The Storm Runner - J.C. Cervantes,Jennifer Cervantes

*I received an ARC from NetGalley. This does not affect my review.*

First off, I'll admit that had it not been for a NetGalley email letting readers know about The Storm Runner and Dragon Pearl that were inspired and sponsored by Rick Riordan, I probably...perhaps very likely would not have heard of these, or picked them up so quickly... I loved the Percy Jackson series growing up, and like with any of my favorite authors, if they talk about other authors and books, I have to check them out! (Which is why this isn't a 5 star review.)

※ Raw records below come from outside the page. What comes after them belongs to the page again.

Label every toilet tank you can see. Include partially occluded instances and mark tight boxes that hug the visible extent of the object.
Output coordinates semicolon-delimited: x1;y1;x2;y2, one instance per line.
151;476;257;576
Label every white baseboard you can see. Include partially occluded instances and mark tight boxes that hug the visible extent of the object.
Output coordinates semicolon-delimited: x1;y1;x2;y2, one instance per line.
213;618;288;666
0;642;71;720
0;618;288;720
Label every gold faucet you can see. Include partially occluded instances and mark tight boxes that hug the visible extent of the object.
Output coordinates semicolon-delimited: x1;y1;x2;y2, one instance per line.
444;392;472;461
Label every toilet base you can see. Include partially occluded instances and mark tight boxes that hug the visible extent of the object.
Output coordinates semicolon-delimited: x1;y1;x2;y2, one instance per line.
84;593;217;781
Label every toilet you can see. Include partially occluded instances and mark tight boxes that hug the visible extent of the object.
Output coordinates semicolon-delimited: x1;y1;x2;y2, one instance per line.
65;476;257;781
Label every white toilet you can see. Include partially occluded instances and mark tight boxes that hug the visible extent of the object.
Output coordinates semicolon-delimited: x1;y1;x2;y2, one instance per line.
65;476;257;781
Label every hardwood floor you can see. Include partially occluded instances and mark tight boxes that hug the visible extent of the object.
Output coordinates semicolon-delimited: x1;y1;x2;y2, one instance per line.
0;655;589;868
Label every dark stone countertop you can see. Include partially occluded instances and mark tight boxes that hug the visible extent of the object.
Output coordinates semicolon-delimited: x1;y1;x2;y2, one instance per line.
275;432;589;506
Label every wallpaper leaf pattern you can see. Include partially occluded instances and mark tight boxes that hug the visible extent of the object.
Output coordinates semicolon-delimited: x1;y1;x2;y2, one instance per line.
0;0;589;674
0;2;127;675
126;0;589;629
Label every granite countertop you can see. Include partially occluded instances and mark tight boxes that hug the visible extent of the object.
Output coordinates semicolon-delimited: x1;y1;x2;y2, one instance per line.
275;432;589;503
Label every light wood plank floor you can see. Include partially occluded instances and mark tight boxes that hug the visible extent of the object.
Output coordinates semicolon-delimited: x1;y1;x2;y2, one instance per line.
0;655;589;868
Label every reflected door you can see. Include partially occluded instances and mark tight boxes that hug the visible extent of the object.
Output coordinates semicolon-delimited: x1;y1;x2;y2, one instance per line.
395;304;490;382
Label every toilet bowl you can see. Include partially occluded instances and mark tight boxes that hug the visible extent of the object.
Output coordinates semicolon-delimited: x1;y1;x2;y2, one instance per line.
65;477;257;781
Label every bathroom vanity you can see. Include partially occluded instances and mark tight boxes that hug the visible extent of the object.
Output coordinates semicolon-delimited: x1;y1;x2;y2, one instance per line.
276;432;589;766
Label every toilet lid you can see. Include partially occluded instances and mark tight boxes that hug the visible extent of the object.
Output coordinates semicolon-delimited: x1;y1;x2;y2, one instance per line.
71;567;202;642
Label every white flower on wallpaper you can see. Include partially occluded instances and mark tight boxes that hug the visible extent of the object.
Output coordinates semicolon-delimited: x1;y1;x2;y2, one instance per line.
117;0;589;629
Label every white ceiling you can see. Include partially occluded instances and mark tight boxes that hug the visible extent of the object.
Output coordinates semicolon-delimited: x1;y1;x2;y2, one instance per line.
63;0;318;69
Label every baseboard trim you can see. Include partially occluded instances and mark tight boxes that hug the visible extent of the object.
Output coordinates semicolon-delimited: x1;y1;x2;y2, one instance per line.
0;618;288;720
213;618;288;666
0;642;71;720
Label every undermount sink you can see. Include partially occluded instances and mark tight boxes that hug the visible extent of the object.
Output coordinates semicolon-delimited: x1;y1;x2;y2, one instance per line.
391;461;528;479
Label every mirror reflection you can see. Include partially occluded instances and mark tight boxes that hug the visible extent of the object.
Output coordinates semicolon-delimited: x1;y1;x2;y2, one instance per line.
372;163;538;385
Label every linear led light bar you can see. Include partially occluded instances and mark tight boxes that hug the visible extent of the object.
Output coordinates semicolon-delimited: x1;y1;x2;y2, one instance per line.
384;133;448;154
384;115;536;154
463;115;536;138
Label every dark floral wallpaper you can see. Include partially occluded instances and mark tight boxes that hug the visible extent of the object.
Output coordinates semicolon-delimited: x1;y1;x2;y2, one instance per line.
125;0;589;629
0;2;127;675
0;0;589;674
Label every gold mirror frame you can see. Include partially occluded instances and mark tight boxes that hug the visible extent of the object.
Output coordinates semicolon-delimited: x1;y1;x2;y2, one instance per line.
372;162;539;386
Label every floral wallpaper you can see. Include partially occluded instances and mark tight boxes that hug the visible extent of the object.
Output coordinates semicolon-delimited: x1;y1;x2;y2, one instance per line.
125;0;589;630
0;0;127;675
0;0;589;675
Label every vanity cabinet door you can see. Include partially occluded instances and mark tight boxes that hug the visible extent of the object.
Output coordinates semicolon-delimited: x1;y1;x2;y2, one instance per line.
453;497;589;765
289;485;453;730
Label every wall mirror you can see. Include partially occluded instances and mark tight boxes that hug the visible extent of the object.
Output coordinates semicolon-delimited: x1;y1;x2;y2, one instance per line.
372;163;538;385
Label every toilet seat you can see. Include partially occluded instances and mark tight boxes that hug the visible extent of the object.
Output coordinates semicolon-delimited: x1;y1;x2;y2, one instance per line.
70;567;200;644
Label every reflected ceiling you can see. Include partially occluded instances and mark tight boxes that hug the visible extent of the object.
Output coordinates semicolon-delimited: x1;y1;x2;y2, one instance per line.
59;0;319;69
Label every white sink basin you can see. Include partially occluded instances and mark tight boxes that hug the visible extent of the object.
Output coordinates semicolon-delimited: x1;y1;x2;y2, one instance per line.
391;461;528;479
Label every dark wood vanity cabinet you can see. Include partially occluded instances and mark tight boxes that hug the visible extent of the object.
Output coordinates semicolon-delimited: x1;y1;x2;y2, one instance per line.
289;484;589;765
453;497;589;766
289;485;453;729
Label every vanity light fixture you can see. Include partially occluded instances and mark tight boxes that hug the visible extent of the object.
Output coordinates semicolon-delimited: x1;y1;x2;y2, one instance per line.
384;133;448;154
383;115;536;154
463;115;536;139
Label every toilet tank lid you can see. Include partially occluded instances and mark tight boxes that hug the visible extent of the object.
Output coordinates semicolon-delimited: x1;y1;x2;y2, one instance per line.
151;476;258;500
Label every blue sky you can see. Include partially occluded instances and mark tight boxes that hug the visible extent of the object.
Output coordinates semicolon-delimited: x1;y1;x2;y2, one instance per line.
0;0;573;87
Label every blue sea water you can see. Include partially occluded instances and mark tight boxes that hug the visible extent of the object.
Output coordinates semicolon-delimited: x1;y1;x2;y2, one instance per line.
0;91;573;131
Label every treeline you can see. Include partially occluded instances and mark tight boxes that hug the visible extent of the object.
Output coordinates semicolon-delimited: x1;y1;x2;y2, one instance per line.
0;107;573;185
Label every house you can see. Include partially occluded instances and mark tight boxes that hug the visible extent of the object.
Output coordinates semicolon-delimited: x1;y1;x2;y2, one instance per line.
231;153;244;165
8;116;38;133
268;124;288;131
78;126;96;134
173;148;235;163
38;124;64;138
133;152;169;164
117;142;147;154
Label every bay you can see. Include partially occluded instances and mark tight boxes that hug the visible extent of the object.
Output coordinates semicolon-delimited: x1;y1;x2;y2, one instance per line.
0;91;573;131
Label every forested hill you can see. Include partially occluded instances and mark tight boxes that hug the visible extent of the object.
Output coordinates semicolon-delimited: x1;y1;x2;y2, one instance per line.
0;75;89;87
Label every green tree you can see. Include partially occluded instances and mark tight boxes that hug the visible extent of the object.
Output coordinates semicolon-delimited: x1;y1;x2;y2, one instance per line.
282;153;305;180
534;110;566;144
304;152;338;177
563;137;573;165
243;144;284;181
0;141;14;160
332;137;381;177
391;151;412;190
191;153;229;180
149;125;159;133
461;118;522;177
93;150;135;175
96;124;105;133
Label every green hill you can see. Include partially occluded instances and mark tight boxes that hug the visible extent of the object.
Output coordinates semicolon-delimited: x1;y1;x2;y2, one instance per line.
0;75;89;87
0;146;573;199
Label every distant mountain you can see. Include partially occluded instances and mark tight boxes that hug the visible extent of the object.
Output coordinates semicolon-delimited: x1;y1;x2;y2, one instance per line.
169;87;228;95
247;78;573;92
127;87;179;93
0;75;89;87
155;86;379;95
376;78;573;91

That said, while I wasn't immediately pulled into this one, I loved the idea of learning about Mayan mythology as I read this, and once the gods started getting introduced I quickly found myself wanting to know more! That was a big thing, since I was afraid this wouldn't be able to stand up to other mythology stories I've read like the mentioned Percy Jackson series, and even things like Gaiman's Norse Mythology. Not to worry, since I loved it! (Although all those I and X names kind of got confusing! I still managed to figure it out though.) If I was asked about a favorite character...? I don't have one, and there was a part where pretty much each of the main characters was able to stand up and have the spotlight. I loved so many little things that I can't even begin to list, with or without spoilers I just know I would miss something. Why not read it? I'm sure you will find your own favorite things about this book!